Fecha: 23 de Junio de 2008

Tribunal: AP - Barcelona

Ponente: TORRAS COLL, JOSE MARIA

Nº de sentencia: 182/2008

Núm. Cendoj: 08019370092008100132

Resumen:
Se condena, por la Sección Novena de la Audiencia Provincial de Barcelona, al acusado como autor responsable del delito contra la salud pública. La prueba testifical de los funcionarios de la Policía, es coincidente en el sentido que todos observaron al acusado caminar por la calle en una actitud muy nerviosa y mirando a uno y otro lado, por lo que ante tales sospechas procedieron a su detención. Al abrir en vía pública el maletín que el denunciado llevaba, se encontró heroína, por lo que se rechaza el alegato exculpatorio de que el maletín no era suyo. Por tanto, este Tribunal condena a los acusados por el delito denunciado, sin la concurrencia de la agravante de notoria cantidad, toda vez que lo intervenido no supera los límites mínimos psicoactivos establecidos en el Instituto Nacional de Toxicología.

Encabezamiento

AUDIENCIA PROVINCIAL DE

BARCELONA

Sección Novena

Rollo de P.A. nº 46/2007

Diligencias Previas nº 4342/2006

Juzgado de Instrucción nº 10 de Barcelona

S E N T E N C I A Núm.

Iltmos Sres.:

Doña MARIA MAGDALENA JIMÉNEZ JIMENEZ

Don JOSE Mª TORRAS COLL

Don Gregorio María CALLEJO HERNANZ

En la Ciudad de Barcelona, a veintitrés de junio de 2008.
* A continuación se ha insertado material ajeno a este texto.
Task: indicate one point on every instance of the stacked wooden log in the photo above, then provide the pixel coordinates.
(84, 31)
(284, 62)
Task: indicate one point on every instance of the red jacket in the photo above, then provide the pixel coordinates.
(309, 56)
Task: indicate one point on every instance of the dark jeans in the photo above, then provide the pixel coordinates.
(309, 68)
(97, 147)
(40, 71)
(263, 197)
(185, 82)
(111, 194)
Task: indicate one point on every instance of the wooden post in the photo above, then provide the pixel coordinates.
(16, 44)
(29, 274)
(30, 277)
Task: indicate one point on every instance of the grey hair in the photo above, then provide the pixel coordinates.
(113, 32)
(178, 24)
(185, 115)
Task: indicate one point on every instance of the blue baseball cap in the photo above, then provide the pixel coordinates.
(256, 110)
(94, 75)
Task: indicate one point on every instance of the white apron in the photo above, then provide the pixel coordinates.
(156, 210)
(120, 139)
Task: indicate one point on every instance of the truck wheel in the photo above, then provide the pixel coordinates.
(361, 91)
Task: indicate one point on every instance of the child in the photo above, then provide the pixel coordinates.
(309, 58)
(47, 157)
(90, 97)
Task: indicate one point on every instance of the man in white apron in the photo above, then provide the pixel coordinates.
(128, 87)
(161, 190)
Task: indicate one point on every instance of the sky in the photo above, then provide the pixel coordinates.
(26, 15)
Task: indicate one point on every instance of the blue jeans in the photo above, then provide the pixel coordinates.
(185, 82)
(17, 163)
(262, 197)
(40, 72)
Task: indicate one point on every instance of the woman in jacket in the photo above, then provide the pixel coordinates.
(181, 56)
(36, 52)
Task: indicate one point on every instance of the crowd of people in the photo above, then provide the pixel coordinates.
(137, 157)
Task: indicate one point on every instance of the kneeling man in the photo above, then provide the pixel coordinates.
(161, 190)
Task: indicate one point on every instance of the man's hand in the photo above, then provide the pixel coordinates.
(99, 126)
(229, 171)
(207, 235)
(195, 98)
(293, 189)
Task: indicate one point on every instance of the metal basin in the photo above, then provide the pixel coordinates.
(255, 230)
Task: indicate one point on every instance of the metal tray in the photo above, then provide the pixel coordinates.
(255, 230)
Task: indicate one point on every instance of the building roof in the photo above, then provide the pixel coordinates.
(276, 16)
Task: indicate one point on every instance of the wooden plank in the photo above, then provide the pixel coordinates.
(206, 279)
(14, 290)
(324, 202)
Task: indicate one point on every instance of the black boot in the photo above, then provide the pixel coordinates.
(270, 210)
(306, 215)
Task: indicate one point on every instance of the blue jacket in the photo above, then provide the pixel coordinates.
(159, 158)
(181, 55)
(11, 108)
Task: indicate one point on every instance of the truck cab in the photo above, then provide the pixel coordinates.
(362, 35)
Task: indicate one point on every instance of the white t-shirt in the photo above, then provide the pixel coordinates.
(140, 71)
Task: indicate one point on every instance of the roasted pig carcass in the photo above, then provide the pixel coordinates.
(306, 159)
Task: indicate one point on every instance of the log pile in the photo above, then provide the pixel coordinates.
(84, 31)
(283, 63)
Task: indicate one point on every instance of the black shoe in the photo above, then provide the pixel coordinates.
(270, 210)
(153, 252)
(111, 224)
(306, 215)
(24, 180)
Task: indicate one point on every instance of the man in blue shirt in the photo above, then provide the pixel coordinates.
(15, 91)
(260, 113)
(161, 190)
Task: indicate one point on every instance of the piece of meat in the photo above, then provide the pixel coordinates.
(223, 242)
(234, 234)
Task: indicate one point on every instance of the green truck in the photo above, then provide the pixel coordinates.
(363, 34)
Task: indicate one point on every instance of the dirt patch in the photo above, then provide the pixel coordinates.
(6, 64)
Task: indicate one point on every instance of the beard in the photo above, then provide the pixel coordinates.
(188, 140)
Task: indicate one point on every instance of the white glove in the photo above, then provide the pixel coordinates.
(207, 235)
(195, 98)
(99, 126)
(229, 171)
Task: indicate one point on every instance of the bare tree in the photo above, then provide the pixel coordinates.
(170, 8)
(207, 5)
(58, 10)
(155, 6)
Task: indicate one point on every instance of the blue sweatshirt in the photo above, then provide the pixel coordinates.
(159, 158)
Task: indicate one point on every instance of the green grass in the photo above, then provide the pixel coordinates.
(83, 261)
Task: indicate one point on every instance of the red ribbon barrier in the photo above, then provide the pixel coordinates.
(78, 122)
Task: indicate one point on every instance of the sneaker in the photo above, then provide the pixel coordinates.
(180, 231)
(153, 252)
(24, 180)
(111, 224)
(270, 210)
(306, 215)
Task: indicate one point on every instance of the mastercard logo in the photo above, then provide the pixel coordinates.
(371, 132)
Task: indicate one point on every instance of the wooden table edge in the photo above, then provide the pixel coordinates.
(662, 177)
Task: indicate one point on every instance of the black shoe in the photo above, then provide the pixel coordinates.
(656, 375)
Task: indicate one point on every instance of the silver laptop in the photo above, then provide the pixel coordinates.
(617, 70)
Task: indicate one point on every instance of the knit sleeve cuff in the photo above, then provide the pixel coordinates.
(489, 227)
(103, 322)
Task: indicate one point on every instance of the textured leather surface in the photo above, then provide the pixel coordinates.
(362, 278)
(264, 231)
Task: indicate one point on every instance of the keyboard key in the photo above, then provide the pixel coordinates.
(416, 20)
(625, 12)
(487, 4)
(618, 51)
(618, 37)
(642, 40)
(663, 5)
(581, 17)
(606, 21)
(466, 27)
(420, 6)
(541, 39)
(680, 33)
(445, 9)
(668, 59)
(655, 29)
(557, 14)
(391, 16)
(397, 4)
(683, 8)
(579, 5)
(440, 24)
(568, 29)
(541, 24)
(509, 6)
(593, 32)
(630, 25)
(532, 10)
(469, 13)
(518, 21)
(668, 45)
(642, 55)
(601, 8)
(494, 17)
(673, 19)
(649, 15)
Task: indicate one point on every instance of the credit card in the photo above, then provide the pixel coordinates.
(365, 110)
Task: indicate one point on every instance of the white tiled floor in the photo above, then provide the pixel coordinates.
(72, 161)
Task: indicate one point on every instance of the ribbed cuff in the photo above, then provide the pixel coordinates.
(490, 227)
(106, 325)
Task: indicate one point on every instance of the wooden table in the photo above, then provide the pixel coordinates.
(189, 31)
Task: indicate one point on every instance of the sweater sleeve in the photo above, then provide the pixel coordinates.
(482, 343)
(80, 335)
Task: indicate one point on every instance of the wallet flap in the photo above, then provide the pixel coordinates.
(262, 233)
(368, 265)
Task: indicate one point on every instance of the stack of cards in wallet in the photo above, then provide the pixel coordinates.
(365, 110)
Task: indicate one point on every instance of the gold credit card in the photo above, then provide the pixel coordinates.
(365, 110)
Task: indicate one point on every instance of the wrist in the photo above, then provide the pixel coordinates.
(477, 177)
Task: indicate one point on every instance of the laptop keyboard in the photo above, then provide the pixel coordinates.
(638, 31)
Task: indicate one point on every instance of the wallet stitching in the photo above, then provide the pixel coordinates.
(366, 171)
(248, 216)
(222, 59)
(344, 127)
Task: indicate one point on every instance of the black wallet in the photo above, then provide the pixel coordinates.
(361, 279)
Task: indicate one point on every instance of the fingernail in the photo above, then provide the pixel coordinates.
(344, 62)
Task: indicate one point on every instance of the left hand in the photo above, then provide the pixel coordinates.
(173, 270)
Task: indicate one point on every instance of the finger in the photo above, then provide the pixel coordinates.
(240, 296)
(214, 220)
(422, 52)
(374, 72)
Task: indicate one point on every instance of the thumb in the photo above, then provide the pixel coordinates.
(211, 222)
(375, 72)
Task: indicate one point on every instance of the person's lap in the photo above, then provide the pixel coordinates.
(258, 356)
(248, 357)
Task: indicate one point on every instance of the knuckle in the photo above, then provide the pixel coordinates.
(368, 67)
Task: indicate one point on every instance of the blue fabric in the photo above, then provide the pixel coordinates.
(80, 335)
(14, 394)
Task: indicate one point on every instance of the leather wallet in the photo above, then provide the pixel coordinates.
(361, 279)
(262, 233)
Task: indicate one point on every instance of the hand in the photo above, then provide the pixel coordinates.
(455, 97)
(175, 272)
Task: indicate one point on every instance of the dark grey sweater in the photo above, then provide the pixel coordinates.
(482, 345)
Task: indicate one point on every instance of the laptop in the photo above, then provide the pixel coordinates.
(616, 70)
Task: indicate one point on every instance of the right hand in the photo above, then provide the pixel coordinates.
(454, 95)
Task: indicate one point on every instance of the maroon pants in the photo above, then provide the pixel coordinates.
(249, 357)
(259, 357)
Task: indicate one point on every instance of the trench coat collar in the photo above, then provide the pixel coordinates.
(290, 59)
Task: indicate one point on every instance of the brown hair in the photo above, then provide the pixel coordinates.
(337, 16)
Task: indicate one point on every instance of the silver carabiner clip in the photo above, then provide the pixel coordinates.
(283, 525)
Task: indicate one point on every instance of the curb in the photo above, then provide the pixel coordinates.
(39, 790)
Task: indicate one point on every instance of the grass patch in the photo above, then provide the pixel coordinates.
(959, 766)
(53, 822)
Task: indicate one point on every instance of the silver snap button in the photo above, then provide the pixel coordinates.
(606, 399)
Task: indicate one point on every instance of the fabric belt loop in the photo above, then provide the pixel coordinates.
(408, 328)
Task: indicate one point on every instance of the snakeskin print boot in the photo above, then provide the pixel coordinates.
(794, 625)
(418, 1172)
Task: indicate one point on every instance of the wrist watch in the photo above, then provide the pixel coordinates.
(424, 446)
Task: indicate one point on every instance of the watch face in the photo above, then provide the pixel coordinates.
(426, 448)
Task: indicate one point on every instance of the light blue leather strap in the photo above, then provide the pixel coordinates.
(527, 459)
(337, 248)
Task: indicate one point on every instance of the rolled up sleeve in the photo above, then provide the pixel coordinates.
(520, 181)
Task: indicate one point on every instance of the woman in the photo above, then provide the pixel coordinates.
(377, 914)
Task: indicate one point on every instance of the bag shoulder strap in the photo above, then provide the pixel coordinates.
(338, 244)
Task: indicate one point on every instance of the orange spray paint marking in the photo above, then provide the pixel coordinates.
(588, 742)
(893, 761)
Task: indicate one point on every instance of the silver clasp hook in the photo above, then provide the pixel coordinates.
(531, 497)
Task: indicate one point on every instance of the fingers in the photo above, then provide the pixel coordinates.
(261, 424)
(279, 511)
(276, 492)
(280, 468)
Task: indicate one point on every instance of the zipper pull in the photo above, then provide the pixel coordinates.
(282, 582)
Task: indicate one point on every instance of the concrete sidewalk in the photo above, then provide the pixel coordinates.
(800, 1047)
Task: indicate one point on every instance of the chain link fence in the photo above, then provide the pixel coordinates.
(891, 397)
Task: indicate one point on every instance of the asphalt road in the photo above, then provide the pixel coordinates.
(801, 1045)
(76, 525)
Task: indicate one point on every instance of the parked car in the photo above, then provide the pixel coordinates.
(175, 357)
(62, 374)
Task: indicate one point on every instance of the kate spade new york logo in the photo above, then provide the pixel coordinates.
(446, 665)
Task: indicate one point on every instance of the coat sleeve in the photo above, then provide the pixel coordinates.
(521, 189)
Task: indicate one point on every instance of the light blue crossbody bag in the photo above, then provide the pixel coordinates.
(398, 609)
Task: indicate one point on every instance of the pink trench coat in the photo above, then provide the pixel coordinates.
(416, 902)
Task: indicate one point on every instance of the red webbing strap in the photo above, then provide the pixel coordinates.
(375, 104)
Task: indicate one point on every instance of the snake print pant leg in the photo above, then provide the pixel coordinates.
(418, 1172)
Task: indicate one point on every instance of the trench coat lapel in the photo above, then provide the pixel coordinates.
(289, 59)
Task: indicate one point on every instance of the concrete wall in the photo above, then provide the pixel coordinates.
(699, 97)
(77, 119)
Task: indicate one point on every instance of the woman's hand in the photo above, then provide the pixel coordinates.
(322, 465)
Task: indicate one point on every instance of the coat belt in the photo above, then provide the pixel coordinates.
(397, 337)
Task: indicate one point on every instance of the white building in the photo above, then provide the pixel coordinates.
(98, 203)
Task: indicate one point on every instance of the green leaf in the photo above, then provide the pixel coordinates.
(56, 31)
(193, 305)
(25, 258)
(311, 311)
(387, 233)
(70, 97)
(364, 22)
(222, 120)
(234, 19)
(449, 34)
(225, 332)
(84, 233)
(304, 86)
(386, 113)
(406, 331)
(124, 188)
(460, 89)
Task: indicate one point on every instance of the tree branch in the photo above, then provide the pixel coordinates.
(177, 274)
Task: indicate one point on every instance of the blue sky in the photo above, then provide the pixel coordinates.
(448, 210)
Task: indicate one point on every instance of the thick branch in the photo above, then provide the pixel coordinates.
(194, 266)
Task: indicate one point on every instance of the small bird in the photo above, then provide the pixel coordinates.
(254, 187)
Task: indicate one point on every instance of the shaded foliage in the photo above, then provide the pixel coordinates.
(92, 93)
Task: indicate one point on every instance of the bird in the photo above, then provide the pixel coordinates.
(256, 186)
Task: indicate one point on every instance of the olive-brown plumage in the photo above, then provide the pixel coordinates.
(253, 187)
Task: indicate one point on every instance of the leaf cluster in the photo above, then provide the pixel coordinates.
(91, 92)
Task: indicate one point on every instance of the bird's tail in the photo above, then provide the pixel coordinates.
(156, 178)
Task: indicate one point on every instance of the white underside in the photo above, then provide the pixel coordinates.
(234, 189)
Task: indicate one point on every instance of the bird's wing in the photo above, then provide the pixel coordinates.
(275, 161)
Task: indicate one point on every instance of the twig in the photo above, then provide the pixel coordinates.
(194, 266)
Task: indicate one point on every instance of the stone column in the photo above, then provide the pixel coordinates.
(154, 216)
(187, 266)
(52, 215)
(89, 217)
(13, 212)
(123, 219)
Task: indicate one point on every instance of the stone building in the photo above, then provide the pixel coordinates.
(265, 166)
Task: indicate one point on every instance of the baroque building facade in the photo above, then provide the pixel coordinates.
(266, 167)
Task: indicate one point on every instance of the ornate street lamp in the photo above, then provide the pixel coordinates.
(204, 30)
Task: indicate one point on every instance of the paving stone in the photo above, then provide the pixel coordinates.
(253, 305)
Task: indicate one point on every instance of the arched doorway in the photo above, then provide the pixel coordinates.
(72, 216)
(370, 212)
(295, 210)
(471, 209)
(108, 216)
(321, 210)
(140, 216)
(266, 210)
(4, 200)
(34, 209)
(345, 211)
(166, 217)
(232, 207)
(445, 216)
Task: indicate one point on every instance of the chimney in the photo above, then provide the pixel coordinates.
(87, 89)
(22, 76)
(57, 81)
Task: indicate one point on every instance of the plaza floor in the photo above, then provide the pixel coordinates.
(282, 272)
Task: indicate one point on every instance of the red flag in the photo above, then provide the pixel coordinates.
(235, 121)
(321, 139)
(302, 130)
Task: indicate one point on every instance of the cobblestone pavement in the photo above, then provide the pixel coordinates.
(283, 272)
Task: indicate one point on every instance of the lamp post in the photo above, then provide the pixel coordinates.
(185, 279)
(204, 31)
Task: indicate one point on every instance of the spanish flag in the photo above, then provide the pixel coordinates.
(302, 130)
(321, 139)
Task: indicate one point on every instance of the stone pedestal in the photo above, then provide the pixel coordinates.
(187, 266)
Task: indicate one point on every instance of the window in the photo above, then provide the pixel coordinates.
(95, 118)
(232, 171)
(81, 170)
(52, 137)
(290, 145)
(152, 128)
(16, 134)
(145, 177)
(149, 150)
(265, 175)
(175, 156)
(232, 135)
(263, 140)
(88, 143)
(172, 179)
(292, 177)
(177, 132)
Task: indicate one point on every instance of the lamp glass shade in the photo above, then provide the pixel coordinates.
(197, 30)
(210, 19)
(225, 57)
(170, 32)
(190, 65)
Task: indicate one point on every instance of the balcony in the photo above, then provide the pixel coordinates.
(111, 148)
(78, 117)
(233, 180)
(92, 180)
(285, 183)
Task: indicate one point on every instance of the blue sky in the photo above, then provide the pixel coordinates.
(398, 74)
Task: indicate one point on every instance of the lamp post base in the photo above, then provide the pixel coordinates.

VISTA, en juicio oral y público ante la Sección Novena de esta Audiencia Provincial, los presentes autos de juicio oral , seguidos

por un supuesto delito contra la salud pública en su modalidad de sustancias que causan grave daño a la salud, habiendo sido

parte como acusado: Luis Manuel ,nacido el día 20 de marzo de 1965, en Antagourait Tipaza (Argelia),hijo de

Mohamed y de Djoher,sin residencia legal en territorio español,con domicilio a efectos de oir notificaciones y recibir citaciones

en Barcelona,calle DIRECCION000 ,nº NUM000 - NUM001 - NUM002 , representado por la Procuradora de los Tribunales,D.ª María Alrgé Salvans y

defendido por la Letrado,Dª. Elisabeth Martín Ibáñez,colegiada nº 27.206, siendo parte acusadora el Ministerio Fiscal y

habiéndose designado como Ponente el Iltmo.Sr. Magistrado D.JOSE Mª TORRAS COLL, quien expresa el parecer unánime del

Tribunal.

Antecedentes

PRIMERO.-La presente causa dimana de Diligencias Previas nº 4342/06 incoadas por el Juzgado de Instrucción nº 10 de Barcelona y remitidas en su día a este Organo para su enjuiciamiento y fallo, celebrándose la vista oral en fecha 30 de octubre próximo pasado, con el resultado que obra en el Acta de Juicio a la que enteramente nos remitimos.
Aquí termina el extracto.